Thursday, November 19, 2020

men washing the dishes in the early 1950s

One thing that must have completely baffled readers of Flook in North America in the early 1950s must have been the way that there is no sequence in which anyone washes dishes. Looking occasionally at the comics pages (which are freakin' sumptuous, by the way)* of the various papers I've been sourcing those Flooks from, there are really two kinds of comic strip: soap opera/adventure/melodrama strips (I really want to go back and read the Little Orphan Annie strips from that time, it's one of those 'Annie loses her memory' storylines I like) and strips about people being made to wash dishes. In the hilariously topsy-turvy world of the funny pages, it's usually men who are forced to wash dishes, viz:

(The Flapdoodles, Ottawa Citizen 14 January 1952) 
I mean I think the main thing Mr. Flapdoodle has to be grateful for here is that he is not forced to wear an ostentatiously feminine apron, just a more or less standard one.
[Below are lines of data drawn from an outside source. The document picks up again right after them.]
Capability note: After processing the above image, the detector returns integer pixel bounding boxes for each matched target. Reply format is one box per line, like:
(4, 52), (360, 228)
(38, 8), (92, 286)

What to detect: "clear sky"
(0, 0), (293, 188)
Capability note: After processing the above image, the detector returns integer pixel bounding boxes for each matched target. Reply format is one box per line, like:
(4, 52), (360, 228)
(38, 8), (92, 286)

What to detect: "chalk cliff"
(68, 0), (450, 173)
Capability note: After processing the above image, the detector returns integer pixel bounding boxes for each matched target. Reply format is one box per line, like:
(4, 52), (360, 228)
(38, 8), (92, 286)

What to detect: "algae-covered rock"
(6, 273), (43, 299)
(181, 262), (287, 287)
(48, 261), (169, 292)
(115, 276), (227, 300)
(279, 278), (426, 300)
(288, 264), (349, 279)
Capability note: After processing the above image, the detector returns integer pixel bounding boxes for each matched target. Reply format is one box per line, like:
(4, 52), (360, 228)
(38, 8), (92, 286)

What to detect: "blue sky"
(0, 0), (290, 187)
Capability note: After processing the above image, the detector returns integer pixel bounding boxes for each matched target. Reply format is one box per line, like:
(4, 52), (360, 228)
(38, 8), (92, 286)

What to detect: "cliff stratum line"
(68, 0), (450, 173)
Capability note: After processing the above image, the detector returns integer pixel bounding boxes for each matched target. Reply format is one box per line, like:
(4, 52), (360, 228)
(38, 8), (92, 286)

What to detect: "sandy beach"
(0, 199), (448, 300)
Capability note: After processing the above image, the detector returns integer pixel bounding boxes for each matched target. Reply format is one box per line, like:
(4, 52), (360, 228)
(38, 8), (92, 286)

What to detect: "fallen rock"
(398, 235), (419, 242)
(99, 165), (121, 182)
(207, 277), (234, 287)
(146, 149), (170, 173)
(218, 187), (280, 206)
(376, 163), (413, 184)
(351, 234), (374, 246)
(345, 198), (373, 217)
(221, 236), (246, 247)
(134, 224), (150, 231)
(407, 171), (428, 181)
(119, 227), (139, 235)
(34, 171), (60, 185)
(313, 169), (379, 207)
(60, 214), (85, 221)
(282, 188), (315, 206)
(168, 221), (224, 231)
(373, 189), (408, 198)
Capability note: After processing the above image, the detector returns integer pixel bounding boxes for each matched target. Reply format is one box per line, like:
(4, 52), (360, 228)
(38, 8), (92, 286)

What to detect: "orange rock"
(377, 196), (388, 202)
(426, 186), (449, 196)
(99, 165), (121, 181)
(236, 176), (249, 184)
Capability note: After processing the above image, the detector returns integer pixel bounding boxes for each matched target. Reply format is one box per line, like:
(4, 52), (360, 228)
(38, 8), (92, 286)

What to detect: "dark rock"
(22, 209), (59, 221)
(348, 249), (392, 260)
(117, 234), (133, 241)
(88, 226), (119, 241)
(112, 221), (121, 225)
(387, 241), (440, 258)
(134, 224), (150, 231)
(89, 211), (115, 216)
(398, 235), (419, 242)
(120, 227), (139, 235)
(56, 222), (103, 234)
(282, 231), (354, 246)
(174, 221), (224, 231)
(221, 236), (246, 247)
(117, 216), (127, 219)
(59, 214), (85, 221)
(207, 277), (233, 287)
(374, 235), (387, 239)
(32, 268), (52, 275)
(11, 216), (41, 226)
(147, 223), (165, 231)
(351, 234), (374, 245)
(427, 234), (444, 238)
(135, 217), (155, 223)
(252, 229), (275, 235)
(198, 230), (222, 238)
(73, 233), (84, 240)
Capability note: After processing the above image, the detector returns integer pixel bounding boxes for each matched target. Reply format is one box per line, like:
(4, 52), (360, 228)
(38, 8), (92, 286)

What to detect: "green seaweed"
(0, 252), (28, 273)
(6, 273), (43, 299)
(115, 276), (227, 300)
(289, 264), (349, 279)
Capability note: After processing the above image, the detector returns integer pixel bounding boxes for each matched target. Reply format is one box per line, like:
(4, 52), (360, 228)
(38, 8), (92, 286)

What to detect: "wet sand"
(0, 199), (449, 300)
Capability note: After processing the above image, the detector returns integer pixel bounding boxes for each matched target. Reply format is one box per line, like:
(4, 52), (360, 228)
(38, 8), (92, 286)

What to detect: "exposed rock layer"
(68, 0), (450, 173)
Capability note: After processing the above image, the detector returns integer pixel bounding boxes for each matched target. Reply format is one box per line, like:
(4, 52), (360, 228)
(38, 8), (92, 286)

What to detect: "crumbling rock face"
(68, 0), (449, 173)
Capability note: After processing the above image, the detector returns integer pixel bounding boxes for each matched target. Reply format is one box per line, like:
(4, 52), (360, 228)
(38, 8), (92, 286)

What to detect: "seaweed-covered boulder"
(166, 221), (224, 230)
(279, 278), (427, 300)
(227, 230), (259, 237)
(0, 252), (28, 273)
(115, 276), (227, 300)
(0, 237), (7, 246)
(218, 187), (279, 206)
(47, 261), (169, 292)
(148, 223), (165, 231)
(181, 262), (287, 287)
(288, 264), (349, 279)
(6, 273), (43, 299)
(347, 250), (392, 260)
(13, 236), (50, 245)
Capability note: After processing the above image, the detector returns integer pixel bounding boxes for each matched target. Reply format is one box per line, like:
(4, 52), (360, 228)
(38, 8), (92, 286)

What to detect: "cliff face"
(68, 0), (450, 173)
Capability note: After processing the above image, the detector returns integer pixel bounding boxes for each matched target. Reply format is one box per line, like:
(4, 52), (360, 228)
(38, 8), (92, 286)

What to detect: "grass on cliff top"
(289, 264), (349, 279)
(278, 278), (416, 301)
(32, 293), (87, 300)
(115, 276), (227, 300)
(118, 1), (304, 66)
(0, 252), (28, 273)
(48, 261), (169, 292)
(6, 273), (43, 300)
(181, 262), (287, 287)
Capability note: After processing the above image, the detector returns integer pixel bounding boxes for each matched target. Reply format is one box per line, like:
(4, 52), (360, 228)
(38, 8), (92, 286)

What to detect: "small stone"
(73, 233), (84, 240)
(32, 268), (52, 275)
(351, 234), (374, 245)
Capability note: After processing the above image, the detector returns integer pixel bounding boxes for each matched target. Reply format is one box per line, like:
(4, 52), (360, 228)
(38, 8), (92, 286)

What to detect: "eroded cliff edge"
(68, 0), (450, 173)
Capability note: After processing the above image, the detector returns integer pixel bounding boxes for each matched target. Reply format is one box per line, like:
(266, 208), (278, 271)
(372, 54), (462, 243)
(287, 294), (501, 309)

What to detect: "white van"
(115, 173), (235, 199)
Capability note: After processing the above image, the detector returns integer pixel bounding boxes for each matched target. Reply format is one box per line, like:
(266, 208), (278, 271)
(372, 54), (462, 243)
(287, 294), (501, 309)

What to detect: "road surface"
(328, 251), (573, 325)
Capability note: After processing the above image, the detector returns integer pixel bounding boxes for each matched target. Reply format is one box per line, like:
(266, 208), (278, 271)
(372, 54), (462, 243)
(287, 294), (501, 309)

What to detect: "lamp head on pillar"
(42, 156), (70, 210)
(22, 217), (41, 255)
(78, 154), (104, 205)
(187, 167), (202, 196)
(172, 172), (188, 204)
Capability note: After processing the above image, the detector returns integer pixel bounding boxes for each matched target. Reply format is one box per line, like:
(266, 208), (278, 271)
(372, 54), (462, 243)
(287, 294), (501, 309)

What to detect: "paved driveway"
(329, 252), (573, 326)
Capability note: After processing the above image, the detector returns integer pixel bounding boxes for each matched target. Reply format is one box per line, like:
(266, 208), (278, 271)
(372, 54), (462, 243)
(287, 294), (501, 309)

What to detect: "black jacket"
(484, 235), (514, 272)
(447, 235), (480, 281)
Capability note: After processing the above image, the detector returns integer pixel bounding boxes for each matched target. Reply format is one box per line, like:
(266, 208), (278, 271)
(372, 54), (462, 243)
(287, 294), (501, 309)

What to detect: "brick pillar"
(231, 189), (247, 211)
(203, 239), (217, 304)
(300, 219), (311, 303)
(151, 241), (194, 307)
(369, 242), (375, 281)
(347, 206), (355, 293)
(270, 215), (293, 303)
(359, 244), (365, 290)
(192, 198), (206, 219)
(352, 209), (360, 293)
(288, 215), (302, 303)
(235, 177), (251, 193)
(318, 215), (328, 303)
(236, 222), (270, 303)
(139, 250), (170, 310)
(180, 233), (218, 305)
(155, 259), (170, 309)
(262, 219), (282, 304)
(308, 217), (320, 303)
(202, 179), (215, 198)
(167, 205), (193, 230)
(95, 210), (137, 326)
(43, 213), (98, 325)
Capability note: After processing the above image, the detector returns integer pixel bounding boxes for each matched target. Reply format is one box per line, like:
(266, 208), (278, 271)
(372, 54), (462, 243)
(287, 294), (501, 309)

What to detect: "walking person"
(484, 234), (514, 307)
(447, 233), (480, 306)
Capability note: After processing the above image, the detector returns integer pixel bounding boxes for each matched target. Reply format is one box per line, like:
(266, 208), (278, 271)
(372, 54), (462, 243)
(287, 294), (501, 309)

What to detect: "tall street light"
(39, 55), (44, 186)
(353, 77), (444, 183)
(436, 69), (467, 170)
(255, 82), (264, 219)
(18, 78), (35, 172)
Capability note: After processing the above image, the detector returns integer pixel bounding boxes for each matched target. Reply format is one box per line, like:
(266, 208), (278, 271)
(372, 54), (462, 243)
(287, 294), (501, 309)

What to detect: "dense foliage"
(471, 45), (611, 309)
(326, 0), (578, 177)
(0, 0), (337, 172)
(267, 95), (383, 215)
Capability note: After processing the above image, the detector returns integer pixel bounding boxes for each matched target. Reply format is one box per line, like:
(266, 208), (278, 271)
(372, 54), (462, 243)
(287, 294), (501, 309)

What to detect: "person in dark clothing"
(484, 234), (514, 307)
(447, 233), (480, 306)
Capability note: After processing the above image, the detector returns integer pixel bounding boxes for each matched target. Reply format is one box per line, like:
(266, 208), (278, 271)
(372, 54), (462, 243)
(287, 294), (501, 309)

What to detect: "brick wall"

When I was looking at the Philadelphia Inquirer for late '51 it seemed like every second Blondie strip was about Dagwood being made to wash dishes, but scientists have shown that is a misconception and in fact it's only 30%, the other strips being equally distributed between jokes around Dagwood in the bath or Blondie making Dagwood go downstairs to check if there's a burglar there. Overall, by the way, Blondie still holds up and in fact to my mind that strip is still, in 2020, often quite funny, in part because of the template set up in the thirties. The Flapdoodles - this is the only example I've seen - seems to be the result of an artist being told 'just read Blondie and then draw uglier versions of those people.' 

If I had my time over yes, I would do my PhD thesis on men being made to wash the dishes in mid-century comic strips but to be honest I'm not unhappy with the choices I made. 

21 November update: Natural order is restored in the 1 April 1952 instalment of Flook: 
...of which more anon. 


*One of the Canadian papers, was it the Vancouver one? had a Sunday comics section that was bigger than most comic books I've read, and the art was incredibly impressive, in the main.